You can find the paper for this GitHub repository: https://ieeexplore.ieee.org/document/8735823

Audio Demo

https://utdallas.edu/ssprl/cnn-based-speech-enhancement/

Users Guides

iOS

Requirements

  • iPhone 7 running iOS 12.0.1
  • Tensorflow 1.1x
  • Frozen Model in .pb version.
  • NOTE** The implementation procedure is not in use now since the tensorflow versions have changed significantly. The .pb version is no longer supported by iOS and the .tflite versions have been released. The feature extraction and training procedure can be used. Look into for latest iOS implementation

License and Citation

The codes are licensed under open-source MIT license.
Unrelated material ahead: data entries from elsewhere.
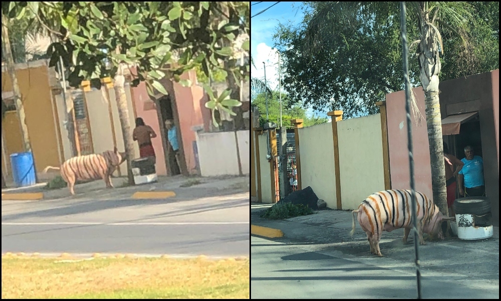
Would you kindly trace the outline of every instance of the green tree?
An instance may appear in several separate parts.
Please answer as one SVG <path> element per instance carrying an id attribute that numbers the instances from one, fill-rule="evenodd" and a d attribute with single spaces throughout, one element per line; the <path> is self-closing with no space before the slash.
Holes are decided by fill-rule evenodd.
<path id="1" fill-rule="evenodd" d="M 280 126 L 280 102 L 278 91 L 273 91 L 272 97 L 268 98 L 268 119 Z M 252 101 L 251 104 L 258 107 L 259 111 L 260 126 L 268 122 L 266 120 L 266 99 L 264 93 L 257 95 Z M 287 94 L 282 93 L 282 124 L 287 128 L 293 127 L 291 120 L 302 119 L 304 126 L 310 126 L 327 122 L 327 118 L 313 116 L 307 116 L 306 110 L 298 104 L 291 104 L 291 100 Z"/>
<path id="2" fill-rule="evenodd" d="M 406 3 L 409 13 L 407 24 L 409 25 L 408 35 L 410 41 L 412 40 L 414 33 L 416 33 L 415 36 L 416 41 L 411 44 L 411 51 L 409 52 L 413 53 L 413 45 L 417 46 L 415 54 L 417 58 L 417 65 L 419 67 L 419 78 L 424 90 L 427 108 L 426 123 L 431 164 L 433 199 L 442 213 L 446 215 L 448 212 L 438 98 L 439 75 L 441 66 L 439 54 L 445 55 L 444 54 L 447 53 L 445 52 L 447 49 L 444 47 L 443 40 L 450 35 L 451 37 L 454 37 L 453 38 L 458 39 L 458 42 L 465 46 L 465 52 L 463 55 L 470 56 L 474 54 L 468 53 L 467 45 L 472 43 L 468 34 L 471 32 L 469 28 L 476 24 L 474 15 L 472 14 L 475 10 L 473 6 L 466 2 L 421 2 Z M 326 45 L 326 41 L 344 39 L 345 32 L 333 30 L 339 28 L 333 27 L 333 21 L 336 21 L 335 23 L 339 23 L 337 25 L 341 24 L 346 28 L 346 31 L 351 32 L 354 30 L 354 26 L 356 30 L 356 25 L 359 22 L 370 22 L 373 26 L 381 24 L 381 22 L 385 24 L 385 22 L 388 20 L 389 17 L 398 16 L 399 14 L 397 3 L 329 2 L 313 4 L 313 10 L 306 17 L 305 32 L 305 45 L 310 46 L 306 53 L 311 55 L 310 56 L 321 51 L 319 49 L 329 47 L 328 44 Z M 399 22 L 398 18 L 393 18 L 390 20 L 394 24 Z M 391 25 L 388 23 L 385 26 Z M 343 29 L 341 28 L 340 29 Z M 350 47 L 353 47 L 353 44 L 356 42 L 356 40 L 350 40 L 347 44 Z M 386 56 L 395 55 L 396 53 L 385 45 L 382 45 L 382 47 L 386 47 L 388 51 L 384 55 L 382 56 L 381 53 L 375 54 L 368 52 L 366 54 L 366 59 L 361 61 L 353 60 L 349 62 L 359 64 L 363 66 L 363 69 L 365 68 L 370 72 L 372 69 L 373 63 L 384 60 Z M 399 47 L 401 48 L 400 46 Z M 321 52 L 320 53 L 324 53 Z M 386 71 L 380 70 L 380 72 L 388 77 L 393 74 L 398 74 L 401 78 L 401 65 L 398 68 L 389 68 Z M 411 76 L 415 76 L 415 75 L 411 73 Z M 336 81 L 344 84 L 342 81 Z M 400 82 L 402 86 L 403 81 L 401 79 Z"/>
<path id="3" fill-rule="evenodd" d="M 3 3 L 2 8 L 24 8 L 26 3 Z M 68 79 L 71 85 L 79 86 L 82 80 L 90 80 L 99 87 L 101 78 L 114 79 L 129 180 L 133 184 L 124 69 L 135 65 L 137 72 L 133 74 L 133 85 L 145 82 L 152 96 L 167 94 L 159 81 L 164 78 L 191 85 L 189 80 L 181 80 L 180 75 L 200 64 L 207 76 L 214 70 L 223 70 L 238 80 L 248 78 L 248 66 L 224 70 L 219 61 L 233 52 L 231 47 L 221 46 L 223 39 L 231 40 L 241 32 L 248 34 L 249 5 L 245 2 L 43 2 L 33 10 L 37 19 L 50 23 L 47 27 L 56 25 L 52 31 L 58 40 L 48 51 L 50 65 L 62 58 L 70 71 Z M 55 13 L 60 27 L 49 12 Z M 235 15 L 239 17 L 236 22 L 215 22 L 221 16 L 231 21 Z M 248 41 L 242 48 L 248 51 Z M 213 111 L 230 112 L 231 107 L 241 105 L 228 95 L 216 98 L 211 91 L 207 92 L 210 100 L 206 106 Z"/>
<path id="4" fill-rule="evenodd" d="M 12 23 L 7 15 L 4 13 L 4 5 L 3 3 L 2 12 L 2 53 L 4 54 L 6 66 L 7 67 L 9 76 L 11 78 L 11 83 L 14 96 L 14 103 L 16 104 L 16 110 L 18 113 L 20 125 L 21 126 L 23 148 L 25 152 L 30 152 L 31 151 L 31 143 L 30 142 L 28 128 L 26 126 L 26 115 L 25 113 L 24 106 L 21 99 L 21 92 L 19 88 L 18 77 L 16 74 L 13 47 L 11 45 L 11 39 L 9 36 L 9 30 L 12 26 Z"/>

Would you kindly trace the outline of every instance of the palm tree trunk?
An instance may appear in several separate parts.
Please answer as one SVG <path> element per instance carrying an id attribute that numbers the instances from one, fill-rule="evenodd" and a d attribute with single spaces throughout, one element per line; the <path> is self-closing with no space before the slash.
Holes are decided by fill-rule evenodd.
<path id="1" fill-rule="evenodd" d="M 425 10 L 424 11 L 426 11 Z M 421 24 L 420 52 L 418 57 L 419 77 L 424 90 L 428 140 L 430 144 L 431 165 L 431 187 L 433 199 L 443 214 L 448 216 L 445 169 L 443 161 L 442 121 L 438 99 L 438 74 L 440 70 L 437 37 L 430 26 L 428 16 L 420 14 Z"/>
<path id="2" fill-rule="evenodd" d="M 132 162 L 134 156 L 134 144 L 132 136 L 130 134 L 130 122 L 129 121 L 129 107 L 127 105 L 127 95 L 125 94 L 125 77 L 123 75 L 123 68 L 121 64 L 118 66 L 118 71 L 115 77 L 114 88 L 115 97 L 118 108 L 118 116 L 122 127 L 122 135 L 123 137 L 125 153 L 127 154 L 127 179 L 129 185 L 134 185 L 134 175 L 132 174 Z"/>
<path id="3" fill-rule="evenodd" d="M 25 114 L 25 108 L 21 100 L 21 92 L 19 89 L 19 84 L 18 82 L 18 77 L 16 75 L 16 68 L 14 65 L 14 59 L 12 56 L 12 49 L 11 48 L 11 41 L 9 38 L 9 29 L 7 28 L 9 20 L 5 15 L 2 15 L 2 36 L 4 41 L 5 48 L 6 64 L 9 75 L 12 83 L 12 89 L 14 94 L 14 100 L 16 103 L 16 109 L 18 112 L 19 118 L 19 123 L 21 126 L 21 135 L 23 139 L 23 146 L 25 152 L 31 151 L 31 145 L 30 143 L 30 137 L 28 135 L 28 128 L 25 122 L 26 115 Z"/>

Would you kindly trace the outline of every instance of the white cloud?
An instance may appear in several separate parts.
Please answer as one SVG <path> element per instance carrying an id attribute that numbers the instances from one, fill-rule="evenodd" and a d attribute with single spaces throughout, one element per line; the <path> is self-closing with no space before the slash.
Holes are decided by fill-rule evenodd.
<path id="1" fill-rule="evenodd" d="M 273 90 L 279 88 L 279 55 L 277 51 L 266 45 L 265 43 L 260 43 L 256 47 L 256 55 L 253 55 L 254 63 L 250 71 L 253 77 L 264 79 L 265 68 L 263 62 L 266 66 L 266 80 L 270 87 Z M 283 88 L 282 88 L 283 91 Z"/>

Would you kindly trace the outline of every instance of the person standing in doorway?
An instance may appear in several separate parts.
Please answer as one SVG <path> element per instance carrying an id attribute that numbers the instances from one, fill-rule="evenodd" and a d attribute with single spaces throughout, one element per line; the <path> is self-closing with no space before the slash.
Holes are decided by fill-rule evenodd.
<path id="1" fill-rule="evenodd" d="M 483 161 L 482 157 L 475 156 L 473 148 L 470 145 L 465 146 L 464 156 L 465 158 L 461 159 L 464 166 L 459 172 L 457 178 L 459 194 L 465 197 L 485 196 L 485 186 L 483 180 Z"/>
<path id="2" fill-rule="evenodd" d="M 179 170 L 181 169 L 181 165 L 179 164 L 179 145 L 177 142 L 177 132 L 176 131 L 176 125 L 174 124 L 174 121 L 172 119 L 165 120 L 165 128 L 167 129 L 167 137 L 169 144 L 170 144 L 174 152 L 174 155 L 176 158 L 176 163 Z"/>
<path id="3" fill-rule="evenodd" d="M 445 165 L 445 185 L 447 187 L 447 207 L 451 210 L 451 216 L 454 216 L 452 204 L 456 199 L 456 177 L 464 164 L 455 156 L 449 154 L 447 143 L 443 142 L 443 160 Z M 454 167 L 455 166 L 455 169 Z"/>
<path id="4" fill-rule="evenodd" d="M 144 124 L 143 118 L 136 118 L 136 127 L 132 131 L 132 138 L 139 145 L 139 157 L 149 158 L 154 163 L 156 161 L 155 149 L 151 144 L 151 138 L 156 137 L 156 133 L 149 125 Z"/>

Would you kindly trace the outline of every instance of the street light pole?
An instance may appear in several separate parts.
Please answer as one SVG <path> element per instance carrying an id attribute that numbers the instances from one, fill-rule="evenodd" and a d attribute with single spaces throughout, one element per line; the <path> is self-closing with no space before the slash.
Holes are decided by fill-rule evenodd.
<path id="1" fill-rule="evenodd" d="M 279 53 L 279 97 L 280 98 L 280 127 L 282 127 L 282 74 L 280 68 L 280 52 L 277 50 Z"/>
<path id="2" fill-rule="evenodd" d="M 266 82 L 266 65 L 265 64 L 265 62 L 263 62 L 263 67 L 265 69 L 265 86 L 268 87 L 268 84 Z M 268 122 L 270 121 L 270 119 L 268 118 L 268 93 L 265 93 L 265 99 L 266 100 L 266 122 Z"/>

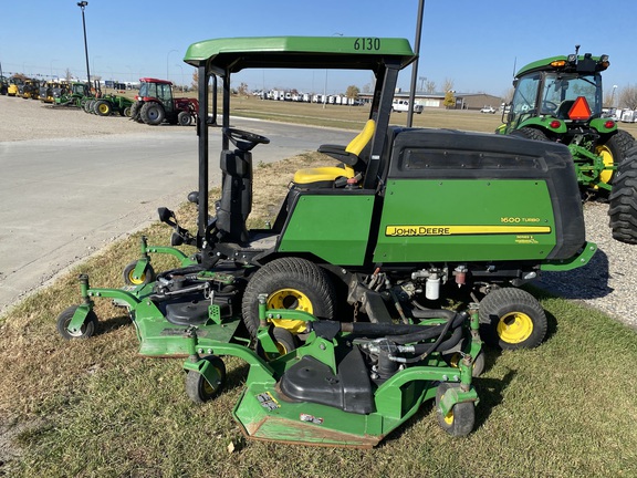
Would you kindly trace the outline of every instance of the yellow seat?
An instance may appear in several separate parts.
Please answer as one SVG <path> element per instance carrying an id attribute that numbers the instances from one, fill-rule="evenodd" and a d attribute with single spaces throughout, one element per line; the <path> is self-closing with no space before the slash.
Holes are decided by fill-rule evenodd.
<path id="1" fill-rule="evenodd" d="M 365 127 L 349 142 L 346 147 L 337 145 L 322 145 L 318 148 L 320 153 L 324 153 L 338 159 L 343 166 L 323 166 L 316 168 L 299 169 L 294 174 L 292 181 L 299 186 L 324 186 L 332 187 L 334 181 L 338 178 L 344 178 L 343 186 L 346 180 L 356 175 L 354 166 L 361 159 L 361 153 L 369 144 L 376 131 L 376 122 L 367 119 Z"/>

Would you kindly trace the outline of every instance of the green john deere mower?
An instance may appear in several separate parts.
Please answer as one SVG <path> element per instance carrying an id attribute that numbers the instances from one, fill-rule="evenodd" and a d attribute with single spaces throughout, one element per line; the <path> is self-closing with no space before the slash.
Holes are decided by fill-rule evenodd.
<path id="1" fill-rule="evenodd" d="M 603 116 L 602 72 L 608 55 L 552 56 L 522 67 L 498 133 L 568 146 L 584 199 L 609 200 L 613 237 L 637 243 L 637 149 Z"/>
<path id="2" fill-rule="evenodd" d="M 142 354 L 188 356 L 186 388 L 196 402 L 222 386 L 220 356 L 242 357 L 250 371 L 234 416 L 254 438 L 370 446 L 429 398 L 445 429 L 469 433 L 480 334 L 504 349 L 539 345 L 546 316 L 518 287 L 543 270 L 586 264 L 595 245 L 585 240 L 565 146 L 389 125 L 398 74 L 415 59 L 404 39 L 190 45 L 199 184 L 188 199 L 198 207 L 197 231 L 160 208 L 171 246 L 143 238 L 122 289 L 92 288 L 83 276 L 84 301 L 60 315 L 60 333 L 90 336 L 94 300 L 113 299 L 128 309 Z M 267 229 L 248 229 L 247 219 L 252 149 L 270 139 L 230 119 L 231 76 L 246 69 L 376 77 L 363 131 L 348 145 L 332 144 L 324 131 L 318 150 L 338 166 L 296 172 Z M 209 207 L 209 129 L 218 116 L 222 189 Z M 157 272 L 153 253 L 171 254 L 179 267 Z M 457 310 L 441 309 L 450 298 Z"/>

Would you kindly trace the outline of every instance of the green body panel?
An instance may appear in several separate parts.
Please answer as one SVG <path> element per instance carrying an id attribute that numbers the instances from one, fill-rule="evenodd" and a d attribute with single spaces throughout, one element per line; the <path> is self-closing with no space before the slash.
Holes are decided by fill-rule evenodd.
<path id="1" fill-rule="evenodd" d="M 340 266 L 364 263 L 374 195 L 303 195 L 285 229 L 280 252 L 310 252 Z"/>
<path id="2" fill-rule="evenodd" d="M 592 60 L 594 60 L 595 62 L 598 62 L 602 56 L 591 56 Z M 578 55 L 577 56 L 577 61 L 583 61 L 584 60 L 584 55 Z M 531 73 L 534 71 L 556 71 L 556 70 L 561 70 L 560 67 L 555 67 L 555 66 L 551 66 L 551 63 L 553 63 L 554 61 L 568 61 L 568 56 L 566 55 L 557 55 L 557 56 L 551 56 L 551 58 L 546 58 L 543 60 L 537 60 L 534 61 L 532 63 L 529 63 L 524 66 L 522 66 L 518 73 L 515 74 L 515 77 L 520 77 L 522 75 L 525 75 L 526 73 Z"/>
<path id="3" fill-rule="evenodd" d="M 551 123 L 558 122 L 560 126 L 551 127 Z M 566 123 L 561 119 L 556 119 L 553 116 L 533 116 L 524 119 L 519 125 L 513 123 L 504 124 L 497 129 L 500 134 L 509 134 L 514 129 L 520 129 L 522 127 L 535 127 L 543 131 L 549 131 L 554 134 L 565 134 L 568 131 Z"/>
<path id="4" fill-rule="evenodd" d="M 617 131 L 617 123 L 616 122 L 612 122 L 613 126 L 612 127 L 607 127 L 606 124 L 608 124 L 608 118 L 593 118 L 591 119 L 591 122 L 588 123 L 588 125 L 598 131 L 599 133 L 606 134 L 606 133 L 613 133 Z"/>
<path id="5" fill-rule="evenodd" d="M 540 266 L 540 269 L 544 271 L 567 271 L 577 269 L 586 266 L 591 261 L 591 258 L 595 256 L 596 251 L 596 243 L 586 242 L 578 256 L 574 256 L 568 260 L 546 261 Z"/>
<path id="6" fill-rule="evenodd" d="M 393 56 L 403 67 L 416 60 L 409 41 L 399 38 L 252 37 L 192 43 L 184 61 L 194 66 L 210 61 L 215 67 L 236 72 L 244 67 L 307 67 L 302 56 L 311 67 L 351 70 L 375 70 L 378 56 Z M 241 59 L 241 66 L 234 66 L 237 59 Z"/>
<path id="7" fill-rule="evenodd" d="M 544 181 L 391 179 L 374 261 L 537 260 L 554 243 Z"/>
For any utilization of the code content of this repository, one of the following books needs to get cited by the user:

  • G. S. Bhat, N. Shankar, C. K. A. Reddy and I. M. S. Panahi, "A Real-Time Convolutional Neural Network Based Speech Enhancement for Hearing Impaired Listeners Using Smartphone," in IEEE Access, vol. 7, pp. 78421-78433, 2019, doi: 10.1109/ACCESS.2019.2922370.

Disclaimer

  • This work was supported in part by the National Institute of the Deafness and Other Communication Disorders (NIDCD) of the National Institutes of Health (NIH) under Award 1R01DC015430-03. The content is solely the responsibility of the authors and does not necessarily represent the official views of the NIH.
  • The information and materials contained in this website is a presentation of the documented research work carried out by the faculty, students and personnel at the University of Texas at Dallas (UTD). This website including its content is available for public access with the understanding that UTD and the authorized faculty and students contributing to this website make no warranties, either expressed or implied, concerning the completeness, reliability, or suitability of the presented materials for any kind of applications. Neither UTD nor any contributor to this website and its content shall be held liable to any party for any use or misuse of the information and materials contained in this website in any form or shape. Nor does the UTD warrant that the use of this website information is free of any claims of copyright infringement. This website does not endorse any commercial providers or their products. UTD and faculty managing this website reserve the right to remove, update, alter, or take down any and all posted materials on this website at any time without notice.